SPACE-X CATCHES STAR-SHIP ROCKET BOOSTER ON RETURN TO EARTH. (VIDEO/PHOTO).

 


SpaceX catches Starship rocket booster on return to Earth


Starship's Super Heavy booster has made its first landing in Texas.

Screams and cheers erupted in the SpaceX control room as the arms closed around the booster, marking its safe return to Earth.

Cheers and screams erupt in SpaceX's control room as Starship's fifth test succeeds.

For the first time, Elon Musk's company has caught the Super Heavy booster - which sits at the bottom of the two-stage vehicle - as it returns to the launchpad in Texas.


SpaceX in its fifth Starship test flight on Sunday returned the rocket’s towering first stage booster back to its Texas launch pad for the first time using giant metal arms.

It is the latest novel engineering feat in the company’s push to build a reusable moon and Mars vehicle.


Towering almost 121 meters, the empty Starship blasted off at sunrise from the southern tip of Texas near the Mexican border. It arced over the Gulf of Mexico like the four Starships before it that ended up being destroyed, either soon after liftoff or while ditching into the sea. The last one in June was the most successful yet, completing its flight without exploding.

This time, SpaceX founder and CEO Elon Musk upped the challenge and risk. The company brought the first-stage booster back to land at the pad from which it had soared seven minutes earlier. The launch tower sported monstrous metal arms, dubbed chopsticks, that caught the descending 71-meter booster.


The rocket’s first stage Super Heavy booster lifted off at 12.25pm GMT from SpaceX’s launch facility in Boca Chica, Texas, sending the Starship second stage rocket towards space before separating at an altitude of about 70km and returning to land.


The Super Heavy booster relit three of its 33 Raptor engines to slow its speedy descent back to SpaceX’s launch site, as it targeted the launch tower it had blasted off from. The tower is fitted with two large metal arms, called “Mechazilla” by CEO Elon Musk.

With its engines roaring, the 71m-tall Super Heavy booster fell into the launch tower’s arms, hooking itself in place by the four forward grid fins it used to steer itself through the air.

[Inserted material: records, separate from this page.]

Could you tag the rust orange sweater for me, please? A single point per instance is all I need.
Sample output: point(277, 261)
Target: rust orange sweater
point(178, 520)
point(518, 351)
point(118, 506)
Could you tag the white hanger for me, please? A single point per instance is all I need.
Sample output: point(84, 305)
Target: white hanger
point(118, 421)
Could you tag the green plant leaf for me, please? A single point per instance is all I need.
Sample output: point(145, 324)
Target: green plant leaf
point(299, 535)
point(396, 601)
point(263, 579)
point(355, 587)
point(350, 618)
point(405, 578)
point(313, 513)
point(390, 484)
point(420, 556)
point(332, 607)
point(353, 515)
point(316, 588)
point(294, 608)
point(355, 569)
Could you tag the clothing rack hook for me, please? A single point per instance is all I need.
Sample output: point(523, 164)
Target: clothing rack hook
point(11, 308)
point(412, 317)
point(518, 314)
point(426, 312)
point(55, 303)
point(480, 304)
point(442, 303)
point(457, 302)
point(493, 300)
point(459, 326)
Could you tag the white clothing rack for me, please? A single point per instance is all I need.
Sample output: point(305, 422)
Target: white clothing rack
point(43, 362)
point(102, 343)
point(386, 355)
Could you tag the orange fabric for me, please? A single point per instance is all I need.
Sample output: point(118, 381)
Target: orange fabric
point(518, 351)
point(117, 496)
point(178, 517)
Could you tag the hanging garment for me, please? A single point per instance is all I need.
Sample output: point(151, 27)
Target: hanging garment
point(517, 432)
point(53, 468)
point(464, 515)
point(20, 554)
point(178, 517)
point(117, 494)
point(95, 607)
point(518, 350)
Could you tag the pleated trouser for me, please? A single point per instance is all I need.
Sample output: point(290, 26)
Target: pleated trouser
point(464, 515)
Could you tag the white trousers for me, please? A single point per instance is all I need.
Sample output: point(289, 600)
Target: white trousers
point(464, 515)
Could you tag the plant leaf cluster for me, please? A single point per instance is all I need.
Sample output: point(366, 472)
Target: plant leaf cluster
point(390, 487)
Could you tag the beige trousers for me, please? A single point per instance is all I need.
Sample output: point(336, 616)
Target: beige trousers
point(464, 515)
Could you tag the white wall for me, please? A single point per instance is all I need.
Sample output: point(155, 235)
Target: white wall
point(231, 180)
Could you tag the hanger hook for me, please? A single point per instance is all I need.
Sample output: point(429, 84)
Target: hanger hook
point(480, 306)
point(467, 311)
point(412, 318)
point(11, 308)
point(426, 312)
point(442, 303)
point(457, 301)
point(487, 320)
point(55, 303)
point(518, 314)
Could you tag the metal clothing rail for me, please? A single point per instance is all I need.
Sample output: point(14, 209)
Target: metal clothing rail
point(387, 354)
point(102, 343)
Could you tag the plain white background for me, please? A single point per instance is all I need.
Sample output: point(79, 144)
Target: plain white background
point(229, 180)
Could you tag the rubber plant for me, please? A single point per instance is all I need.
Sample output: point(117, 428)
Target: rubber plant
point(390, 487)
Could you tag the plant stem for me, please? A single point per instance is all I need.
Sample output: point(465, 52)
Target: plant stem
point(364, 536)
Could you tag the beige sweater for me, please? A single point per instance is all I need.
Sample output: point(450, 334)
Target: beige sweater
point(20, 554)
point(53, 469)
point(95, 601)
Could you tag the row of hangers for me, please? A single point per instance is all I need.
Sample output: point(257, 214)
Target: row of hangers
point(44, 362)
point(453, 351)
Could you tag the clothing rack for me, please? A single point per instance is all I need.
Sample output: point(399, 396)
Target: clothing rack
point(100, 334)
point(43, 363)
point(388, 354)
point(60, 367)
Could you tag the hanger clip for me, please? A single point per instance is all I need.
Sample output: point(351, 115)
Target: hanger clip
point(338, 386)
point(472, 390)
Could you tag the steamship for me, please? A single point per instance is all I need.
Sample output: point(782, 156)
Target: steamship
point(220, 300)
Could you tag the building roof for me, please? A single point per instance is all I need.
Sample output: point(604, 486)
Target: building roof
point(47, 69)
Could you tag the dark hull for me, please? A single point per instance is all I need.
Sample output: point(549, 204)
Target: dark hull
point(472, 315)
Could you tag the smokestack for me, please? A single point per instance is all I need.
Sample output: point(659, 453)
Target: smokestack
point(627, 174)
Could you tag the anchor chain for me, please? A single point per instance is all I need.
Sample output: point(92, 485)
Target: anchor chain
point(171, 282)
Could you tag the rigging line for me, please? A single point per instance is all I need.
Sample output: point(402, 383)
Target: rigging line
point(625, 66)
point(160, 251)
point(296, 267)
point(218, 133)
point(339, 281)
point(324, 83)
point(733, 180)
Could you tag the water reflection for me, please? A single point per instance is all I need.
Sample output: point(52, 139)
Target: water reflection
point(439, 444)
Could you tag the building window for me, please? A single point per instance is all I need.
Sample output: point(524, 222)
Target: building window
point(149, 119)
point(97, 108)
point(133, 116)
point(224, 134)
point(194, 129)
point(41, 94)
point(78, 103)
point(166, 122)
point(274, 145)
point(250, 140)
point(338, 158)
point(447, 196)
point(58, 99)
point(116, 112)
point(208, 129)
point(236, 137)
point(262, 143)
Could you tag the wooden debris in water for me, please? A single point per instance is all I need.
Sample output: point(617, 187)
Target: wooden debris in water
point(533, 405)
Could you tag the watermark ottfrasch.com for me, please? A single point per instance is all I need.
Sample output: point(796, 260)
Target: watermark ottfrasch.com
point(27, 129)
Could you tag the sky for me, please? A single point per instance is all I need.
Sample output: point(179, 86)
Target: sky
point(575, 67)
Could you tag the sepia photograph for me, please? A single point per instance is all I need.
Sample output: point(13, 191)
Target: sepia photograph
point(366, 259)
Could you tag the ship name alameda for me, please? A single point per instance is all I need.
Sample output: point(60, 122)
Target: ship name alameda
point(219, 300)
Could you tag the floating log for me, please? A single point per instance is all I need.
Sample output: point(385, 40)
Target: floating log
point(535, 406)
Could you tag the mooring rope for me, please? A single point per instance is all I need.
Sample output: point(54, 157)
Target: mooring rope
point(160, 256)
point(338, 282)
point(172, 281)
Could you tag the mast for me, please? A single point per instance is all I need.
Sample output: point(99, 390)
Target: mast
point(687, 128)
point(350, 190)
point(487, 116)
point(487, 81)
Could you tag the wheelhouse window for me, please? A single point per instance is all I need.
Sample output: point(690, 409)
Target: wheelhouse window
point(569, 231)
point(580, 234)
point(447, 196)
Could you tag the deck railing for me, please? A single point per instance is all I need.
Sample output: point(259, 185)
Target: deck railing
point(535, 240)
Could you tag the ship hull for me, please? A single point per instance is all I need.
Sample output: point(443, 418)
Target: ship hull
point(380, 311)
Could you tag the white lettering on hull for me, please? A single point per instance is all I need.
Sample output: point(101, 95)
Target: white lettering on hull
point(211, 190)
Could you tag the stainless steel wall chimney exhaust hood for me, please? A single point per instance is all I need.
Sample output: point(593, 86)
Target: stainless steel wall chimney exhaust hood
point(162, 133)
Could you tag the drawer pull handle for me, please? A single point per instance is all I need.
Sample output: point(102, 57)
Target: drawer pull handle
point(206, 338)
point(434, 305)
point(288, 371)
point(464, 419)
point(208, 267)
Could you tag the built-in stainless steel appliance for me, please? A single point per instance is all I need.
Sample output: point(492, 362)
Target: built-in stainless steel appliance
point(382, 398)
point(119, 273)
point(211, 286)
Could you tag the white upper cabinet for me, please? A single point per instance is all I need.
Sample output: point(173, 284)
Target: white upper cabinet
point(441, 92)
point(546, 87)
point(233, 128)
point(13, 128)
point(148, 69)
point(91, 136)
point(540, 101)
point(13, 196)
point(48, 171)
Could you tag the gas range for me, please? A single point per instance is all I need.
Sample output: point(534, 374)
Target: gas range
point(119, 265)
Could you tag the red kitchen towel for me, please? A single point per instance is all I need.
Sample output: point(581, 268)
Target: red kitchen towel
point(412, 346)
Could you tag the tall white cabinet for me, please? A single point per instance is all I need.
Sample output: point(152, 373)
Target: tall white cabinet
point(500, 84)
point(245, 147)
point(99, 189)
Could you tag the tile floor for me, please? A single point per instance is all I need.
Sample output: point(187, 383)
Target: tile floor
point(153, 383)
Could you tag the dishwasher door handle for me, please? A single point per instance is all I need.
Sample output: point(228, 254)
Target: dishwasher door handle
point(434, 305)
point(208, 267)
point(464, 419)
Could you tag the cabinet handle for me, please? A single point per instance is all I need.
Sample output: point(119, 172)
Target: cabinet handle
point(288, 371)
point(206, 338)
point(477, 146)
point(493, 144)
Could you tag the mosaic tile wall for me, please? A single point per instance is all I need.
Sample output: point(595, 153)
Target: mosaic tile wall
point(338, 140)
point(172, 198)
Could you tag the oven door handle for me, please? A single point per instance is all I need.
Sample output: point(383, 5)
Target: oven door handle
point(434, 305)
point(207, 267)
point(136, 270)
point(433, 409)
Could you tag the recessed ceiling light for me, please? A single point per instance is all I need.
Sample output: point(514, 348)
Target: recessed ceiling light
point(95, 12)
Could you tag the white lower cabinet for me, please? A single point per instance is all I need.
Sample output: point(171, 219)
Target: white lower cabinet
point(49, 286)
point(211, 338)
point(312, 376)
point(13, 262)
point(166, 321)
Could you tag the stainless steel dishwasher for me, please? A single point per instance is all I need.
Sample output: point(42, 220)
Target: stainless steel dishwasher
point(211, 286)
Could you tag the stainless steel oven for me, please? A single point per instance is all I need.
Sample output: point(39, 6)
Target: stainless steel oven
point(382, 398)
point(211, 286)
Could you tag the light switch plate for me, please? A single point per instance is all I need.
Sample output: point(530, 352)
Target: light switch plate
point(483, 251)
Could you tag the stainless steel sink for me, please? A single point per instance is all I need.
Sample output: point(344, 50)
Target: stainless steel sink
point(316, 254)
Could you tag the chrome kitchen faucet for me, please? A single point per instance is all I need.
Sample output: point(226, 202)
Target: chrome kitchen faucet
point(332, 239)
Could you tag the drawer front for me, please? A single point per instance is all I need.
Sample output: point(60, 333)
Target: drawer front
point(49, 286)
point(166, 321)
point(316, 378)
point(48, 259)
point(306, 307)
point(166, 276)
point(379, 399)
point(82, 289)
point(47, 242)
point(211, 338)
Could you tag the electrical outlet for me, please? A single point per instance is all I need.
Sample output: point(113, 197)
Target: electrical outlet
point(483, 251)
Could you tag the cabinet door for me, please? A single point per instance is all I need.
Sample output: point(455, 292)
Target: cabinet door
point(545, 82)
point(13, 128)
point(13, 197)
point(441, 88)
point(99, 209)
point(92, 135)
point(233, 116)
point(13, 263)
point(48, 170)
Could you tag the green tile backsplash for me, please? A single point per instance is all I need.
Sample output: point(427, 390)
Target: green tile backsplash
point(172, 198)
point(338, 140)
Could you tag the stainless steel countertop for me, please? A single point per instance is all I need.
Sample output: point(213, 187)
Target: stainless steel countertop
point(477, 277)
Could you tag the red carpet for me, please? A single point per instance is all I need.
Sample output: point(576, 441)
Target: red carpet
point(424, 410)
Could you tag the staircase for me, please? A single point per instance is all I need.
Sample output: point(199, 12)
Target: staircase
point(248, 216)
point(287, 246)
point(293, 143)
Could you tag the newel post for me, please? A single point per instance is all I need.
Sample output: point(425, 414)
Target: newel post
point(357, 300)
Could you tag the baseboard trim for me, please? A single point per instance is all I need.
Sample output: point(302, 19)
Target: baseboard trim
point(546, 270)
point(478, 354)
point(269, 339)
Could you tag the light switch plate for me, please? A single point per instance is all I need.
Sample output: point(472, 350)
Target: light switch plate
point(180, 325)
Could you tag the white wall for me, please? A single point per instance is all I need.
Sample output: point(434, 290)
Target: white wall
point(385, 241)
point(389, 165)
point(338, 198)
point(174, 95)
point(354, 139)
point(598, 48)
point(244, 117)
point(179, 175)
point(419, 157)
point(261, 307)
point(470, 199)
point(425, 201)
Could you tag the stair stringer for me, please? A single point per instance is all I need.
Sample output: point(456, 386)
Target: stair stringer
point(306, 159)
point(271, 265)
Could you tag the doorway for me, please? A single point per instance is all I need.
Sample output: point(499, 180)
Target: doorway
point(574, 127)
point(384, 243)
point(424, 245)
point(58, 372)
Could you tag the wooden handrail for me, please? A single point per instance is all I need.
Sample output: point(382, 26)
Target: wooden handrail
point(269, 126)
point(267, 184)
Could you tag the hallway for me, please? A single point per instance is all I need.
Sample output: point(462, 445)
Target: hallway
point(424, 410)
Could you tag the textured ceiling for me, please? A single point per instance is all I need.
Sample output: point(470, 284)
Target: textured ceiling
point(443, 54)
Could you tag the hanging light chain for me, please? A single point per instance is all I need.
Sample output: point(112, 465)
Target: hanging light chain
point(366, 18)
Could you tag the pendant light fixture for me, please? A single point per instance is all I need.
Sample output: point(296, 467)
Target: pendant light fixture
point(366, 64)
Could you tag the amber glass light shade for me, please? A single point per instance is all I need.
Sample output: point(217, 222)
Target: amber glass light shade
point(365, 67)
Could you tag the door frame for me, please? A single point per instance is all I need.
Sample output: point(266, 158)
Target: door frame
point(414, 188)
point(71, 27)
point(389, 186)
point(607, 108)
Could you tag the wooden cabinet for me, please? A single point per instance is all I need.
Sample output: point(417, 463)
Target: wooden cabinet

“The tower has caught the rocket!!” Musk wrote on X after the catch.

The novel catch-landing method is the latest advance in SpaceX’s test-to-failure development campaign for a fully reusable rocket designed to loft more cargo into orbit, ferry humans to the moon for Nasa and eventually reach Mars — the ultimate destination envisioned by Musk.

The US Federal Aviation Administration on Saturday approved SpaceX’s launch licence for the Starship test, following weeks of tension between the company and the regulator over the pace of launch approvals and fines related to SpaceX’s workhorse rocket, the Falcon 9.

Starship, first unveiled by Musk in 2017, has exploded several times in various stages of testing on past flights, but successfully completed a full flight in June for the first time.

The two-stage rocket’s Super Heavy booster lifted off from Texas, sending the Starship on a near-orbital path bound for the Indian Ocean about 90 minutes later.


Being able to land the booster safely increases its chances of being rapidly reusable, which would reduce the costs of spacefaring.